I had another TV dream. They don’t happen frequently, but when they do they’re usually about a show that’s got me on the edge of my seat with anticipation for its next episode—a season finale, say, or the next installment in a particularly momentous stretch of the story. When they happen, my brain will conjure up an entire imaginary episode from the ether and play it for me, start to finish, as I “watch.” This has happened to me with shows I loved: The Sopranos, Mad Men, Battlestar Galactica, Lost. It’s happened with shows I didn’t love, too: True DetectiveSeason One was never one of my favorites, but I dreamed not one but two separate terrifying season finales in a single night, so it must have done something right.
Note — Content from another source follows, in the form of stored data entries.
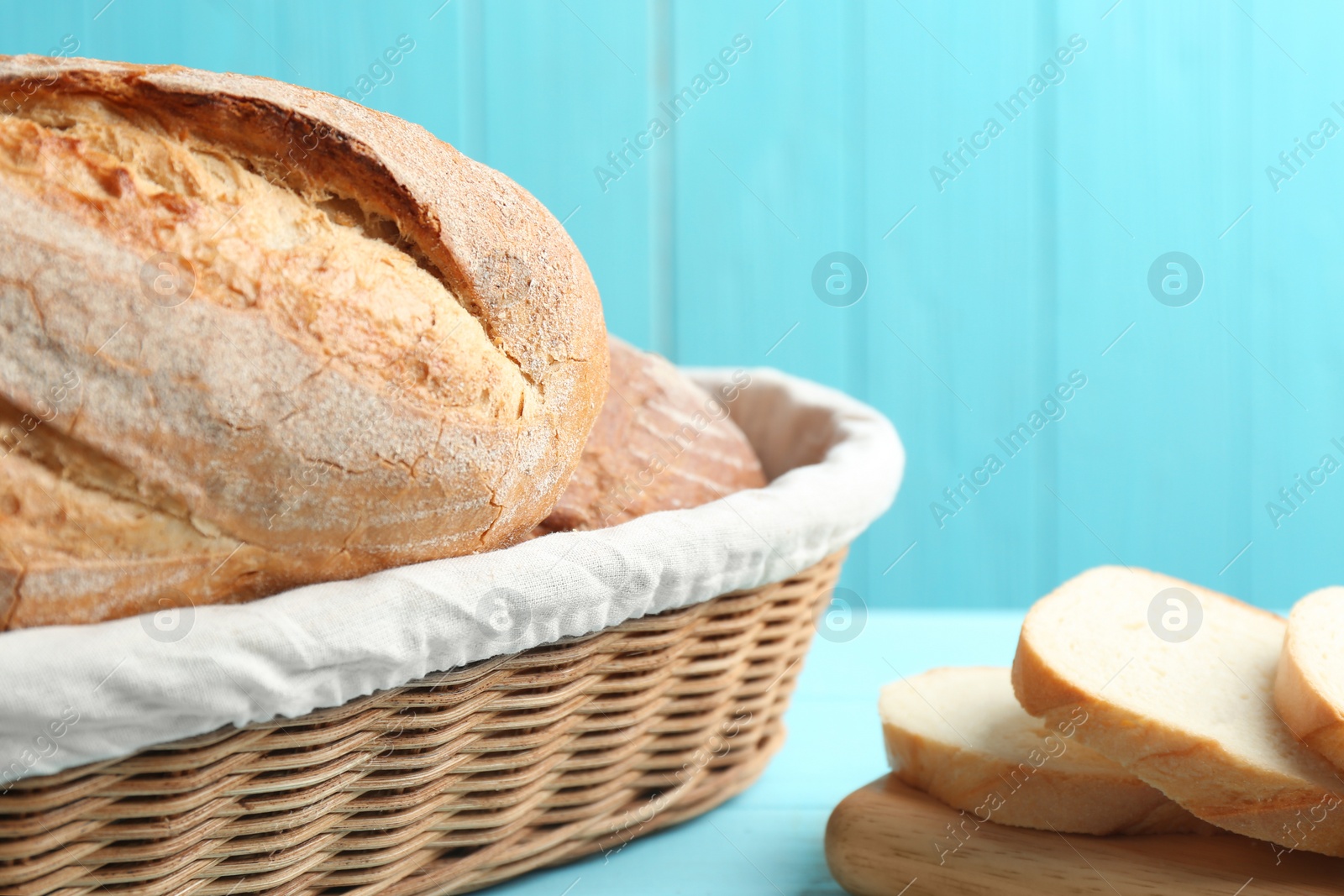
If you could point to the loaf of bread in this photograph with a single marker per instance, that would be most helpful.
(958, 734)
(257, 336)
(1310, 683)
(1189, 710)
(660, 443)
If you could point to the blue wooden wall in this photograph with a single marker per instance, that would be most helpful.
(991, 281)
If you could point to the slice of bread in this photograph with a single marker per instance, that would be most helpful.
(960, 735)
(1310, 688)
(1178, 683)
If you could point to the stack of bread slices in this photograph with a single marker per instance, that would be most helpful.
(1142, 705)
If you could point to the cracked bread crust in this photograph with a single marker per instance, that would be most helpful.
(660, 443)
(382, 351)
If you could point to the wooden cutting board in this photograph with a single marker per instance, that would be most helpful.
(886, 840)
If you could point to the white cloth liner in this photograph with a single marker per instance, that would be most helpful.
(71, 694)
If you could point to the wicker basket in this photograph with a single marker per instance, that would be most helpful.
(447, 785)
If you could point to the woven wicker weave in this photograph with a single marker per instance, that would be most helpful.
(447, 785)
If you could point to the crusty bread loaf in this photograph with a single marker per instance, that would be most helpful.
(1194, 716)
(1310, 685)
(958, 735)
(257, 336)
(660, 443)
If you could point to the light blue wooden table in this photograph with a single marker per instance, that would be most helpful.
(769, 840)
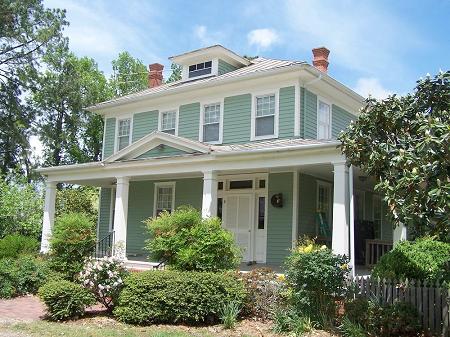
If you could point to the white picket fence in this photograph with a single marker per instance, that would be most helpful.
(431, 299)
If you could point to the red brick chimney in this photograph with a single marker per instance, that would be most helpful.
(320, 60)
(155, 75)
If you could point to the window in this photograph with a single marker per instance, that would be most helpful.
(164, 197)
(123, 133)
(323, 120)
(200, 69)
(211, 123)
(168, 122)
(265, 116)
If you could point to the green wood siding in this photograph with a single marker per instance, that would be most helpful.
(307, 205)
(225, 67)
(140, 207)
(236, 119)
(279, 224)
(308, 114)
(286, 119)
(109, 138)
(104, 212)
(340, 119)
(144, 123)
(189, 122)
(165, 151)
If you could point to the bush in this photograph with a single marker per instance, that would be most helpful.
(263, 288)
(423, 259)
(20, 208)
(15, 245)
(65, 299)
(174, 296)
(72, 241)
(317, 277)
(187, 242)
(22, 276)
(104, 277)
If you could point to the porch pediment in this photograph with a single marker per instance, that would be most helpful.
(158, 144)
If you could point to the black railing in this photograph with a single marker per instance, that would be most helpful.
(104, 247)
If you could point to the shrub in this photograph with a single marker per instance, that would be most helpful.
(65, 299)
(188, 242)
(264, 293)
(174, 296)
(104, 277)
(317, 277)
(72, 241)
(423, 259)
(21, 276)
(15, 245)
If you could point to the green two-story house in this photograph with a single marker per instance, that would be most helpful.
(250, 141)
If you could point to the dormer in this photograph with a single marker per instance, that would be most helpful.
(210, 61)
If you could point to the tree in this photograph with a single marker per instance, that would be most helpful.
(176, 73)
(130, 75)
(404, 143)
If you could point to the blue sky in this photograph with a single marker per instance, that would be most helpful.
(379, 47)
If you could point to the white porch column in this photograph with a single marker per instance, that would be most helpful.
(49, 215)
(209, 201)
(399, 233)
(340, 210)
(120, 217)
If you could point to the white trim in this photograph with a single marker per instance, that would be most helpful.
(177, 117)
(255, 95)
(295, 206)
(297, 105)
(202, 118)
(330, 131)
(155, 194)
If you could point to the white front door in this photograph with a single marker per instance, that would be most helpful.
(238, 218)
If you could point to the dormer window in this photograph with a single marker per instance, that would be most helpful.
(200, 69)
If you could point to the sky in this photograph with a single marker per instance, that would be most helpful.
(378, 47)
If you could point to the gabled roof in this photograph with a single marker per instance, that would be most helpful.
(154, 140)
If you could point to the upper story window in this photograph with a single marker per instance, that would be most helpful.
(168, 122)
(123, 133)
(200, 69)
(265, 116)
(323, 120)
(211, 123)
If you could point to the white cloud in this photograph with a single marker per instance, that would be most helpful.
(371, 86)
(263, 38)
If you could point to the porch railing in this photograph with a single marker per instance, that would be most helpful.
(104, 247)
(375, 249)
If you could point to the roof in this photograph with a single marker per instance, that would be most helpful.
(259, 65)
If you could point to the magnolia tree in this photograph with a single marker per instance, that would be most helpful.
(404, 143)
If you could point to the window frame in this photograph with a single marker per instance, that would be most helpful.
(330, 130)
(116, 132)
(157, 185)
(160, 114)
(255, 96)
(202, 119)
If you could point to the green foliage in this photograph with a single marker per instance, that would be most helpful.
(174, 296)
(104, 277)
(264, 293)
(72, 241)
(423, 259)
(82, 199)
(229, 313)
(15, 245)
(65, 299)
(20, 209)
(188, 242)
(403, 142)
(22, 276)
(317, 277)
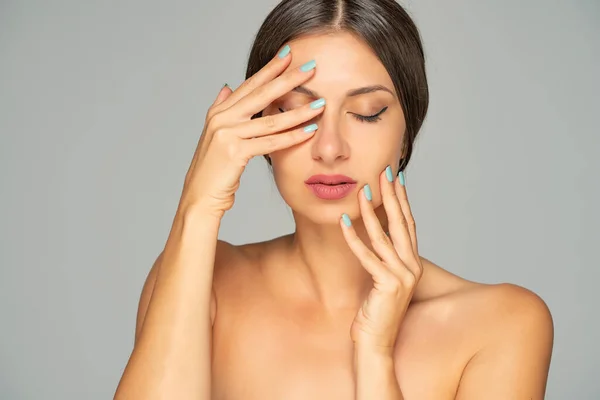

But this one was unlike the others. It happened after I’d watched “Search” and “Ten of Swords,” the two-part series finale of Halt and Catch Fire. I went to bed late that night—early that morning, really—and dreamed I was at a cafeteria in midtown Manhattan. I was getting lunch with old friends, beloved coworkers from a job I had ten years ago, who were in town for a convention. Our awful old boss was there too, I guess because we couldn’t think of a way to get rid of him.

Suddenly I feel a tap on the shoulder and hear a cheerful greeting, I turn to my left and see Scoot McNairy and Lee Pace from Halt and Catch Fire sitting down to join me. It’s after the finale aired, and they’re all smiles. They just wanted to thank me for my writing about the show over the years. I turn to hug Scoot and congratulate him on the work they’d all done, then reach across him to shake Lee’s hand; the handshake gets weirdly botched and we joke about it as we try again. Turning to my coworkers (and studiously avoiding my old awful boss) I gesture to the two actors. “These are my friends,” I say.

Then I woke up.

I reviewed the series finale of Halt and Catch Fire, one of the best shows I’ve ever seen, for Decider. Writing about this show for the past four years has been one of the great pleasures of my career. I’m so grateful to everyone who made it possible.